Why Londoners have the silver-tongued Mayor to thank for the new, unecessary Silvertown Tunnel

Fresh from his success in not lowering the emissions from London taxis, Boris Johnson has topped his achievement by increasing the emissions via a new East End river crossing.

As we saw from this morning’s Boris-cronies post, the London Mayor has a rare talent for ignoring professional advice. When it suits him.

A new tunnel for East London – the Silvertown – is being proposed. But according to Transport for London (TfL)’s own assessment of options for new river crossings in East London, it seems clear that:

1. Not boring Silvertown at all but instead tolling the Blackwall would reduce motorists using it by half. Or

2. Boring Silvertown and tolling both it and Blackwall could be a brilliant solution, if the money’s there. However

3. The worst option would be to go for 2. above but not toll either of them. As the report notes, ‘charging is essential as building the Silvertown Tunnel would not in itself reduce congestion and delays’. Which sort of makes the enquiring mind wonder why the Silvertown project is being considered at all in a time of national fiscal crisis-cum-Armageddon.

Working on the endlessly proven theory that new roadways merely attract yet more traffic, TfL goes on to state, ‘If the new [Silvertown] crossing were not charged, then widespread congestion in the area is forecast, with the crossing resulting in much higher volumes of traffic in the surrounding area”.

The option of tolling the Blackwall Tunnel without building a new crossing was included in the ‘options’ paper, but was not put to the public in TfL’s Thames River Crossings consultation. This reflected Boris Johnson’s well-established practice of not putting in options he doesn’t like. It tends to ensure that they thus cease to be options, as such.

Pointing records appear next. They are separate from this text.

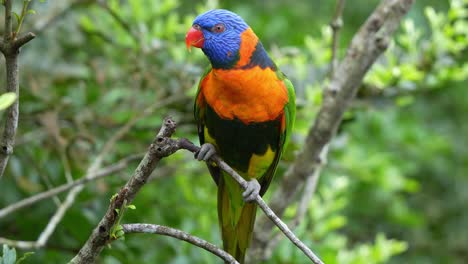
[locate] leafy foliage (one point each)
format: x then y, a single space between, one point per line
394 189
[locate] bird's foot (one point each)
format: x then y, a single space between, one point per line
206 151
252 190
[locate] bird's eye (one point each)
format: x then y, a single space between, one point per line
218 28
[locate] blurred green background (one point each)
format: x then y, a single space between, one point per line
395 189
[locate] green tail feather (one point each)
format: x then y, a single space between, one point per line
236 218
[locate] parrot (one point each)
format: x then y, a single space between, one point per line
245 111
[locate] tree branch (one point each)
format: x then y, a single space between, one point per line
100 235
161 147
181 235
369 42
336 24
10 48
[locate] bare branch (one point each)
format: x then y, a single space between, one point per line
23 39
336 24
100 235
161 147
8 21
10 49
181 235
185 144
369 42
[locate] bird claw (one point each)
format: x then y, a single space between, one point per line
206 151
252 190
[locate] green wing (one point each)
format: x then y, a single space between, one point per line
196 109
290 117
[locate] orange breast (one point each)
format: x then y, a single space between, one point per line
253 95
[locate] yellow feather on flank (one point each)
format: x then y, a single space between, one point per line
259 164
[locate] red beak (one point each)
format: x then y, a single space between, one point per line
194 38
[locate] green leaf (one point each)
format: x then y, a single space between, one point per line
25 256
131 206
6 100
9 255
18 19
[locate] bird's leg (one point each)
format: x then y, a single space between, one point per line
252 190
206 151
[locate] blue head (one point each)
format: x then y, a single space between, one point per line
218 33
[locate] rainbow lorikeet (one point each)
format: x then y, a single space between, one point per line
245 110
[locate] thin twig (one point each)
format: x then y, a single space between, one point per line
10 48
100 235
181 235
336 23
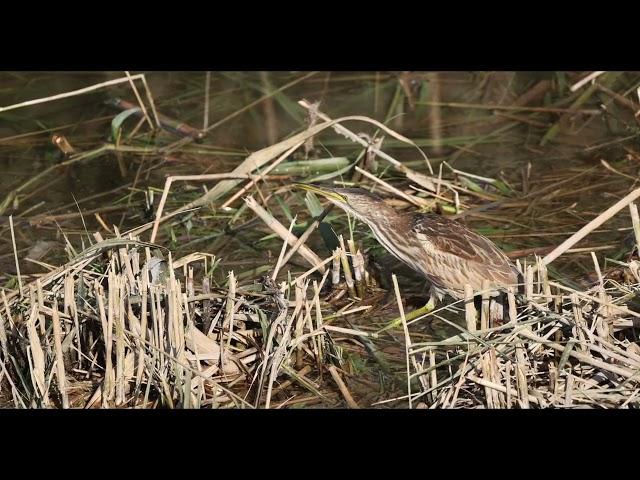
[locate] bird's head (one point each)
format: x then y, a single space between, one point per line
362 204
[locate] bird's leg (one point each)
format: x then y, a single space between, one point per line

But only last October, Johnson promised live on LBC Radio that this would not happen – as this direct quote from the show’s transcipt confirms:

“We’ve got to look at all the options of how to finance it, and it is only sensible that in the consultation which is going on at the moment we should ask people about tolling.”

But it was only sensible. It clearly wasn’t obligatory, because it didn’t happen.

If this approach doesn’t solve the problem of narrowing down the options to one (his) then the BoJo roughshod strategy is employed: so even as the consultation was ongoing about the proposed Silvertown Tunnel until February 2nd 2013, Johnson neutered it by saying – at Mayor’s Question Time in January – that the Silvertown 4-lane road project would go ahead anyway. (In doing so, he was probably also guilty of corrupting it…but don’t dwell on that one too much: nobody will care, and it’ll only annoy you).

It all does make a nonsense of the verb ‘consult’. It should perhaps be replaced by ‘box-ticking’, or ‘through-motions going’. Indeed, local campaigner Alan Haughton observed that “The Mayor has corrupted the consultation. Why would any member of the public now respond when the Mayor has said it is going ahead anyway? Boris Johnsons comments show that the public input into any TfL consultation is irrelevant. The decision has been made. East London residents are being gagged by the Mayor.”

But why doesn’t Boris want to follow the tolls solution? Simples: because he is a shifty, power-mad politician thinking more about his political future than what’s best to reduce traffic and pollution in East London….where he is, of course, very likely to ever live. Tolls simply don’t play well with drivers: BoJo admitted this himself on radio last year, when long before any consultation had been even started, the ethereal Mayor averred that “I certainly won’t be putting in a toll in my Mayoral career… my Mayoral lifetime…”. But you see, when the electorate’s busy, distracted, asleep or drunk, you can just keep on contradicting yourself and fibbing away gaily, because nobody but sad bloggers will notice.

Two things to keep a beady eye on from here: who will get the construction job, and how much will it be over budget in the end. Because let’s face it, we taxpayers are not too keen on paying through the nose to have something that simply isn’t necessary.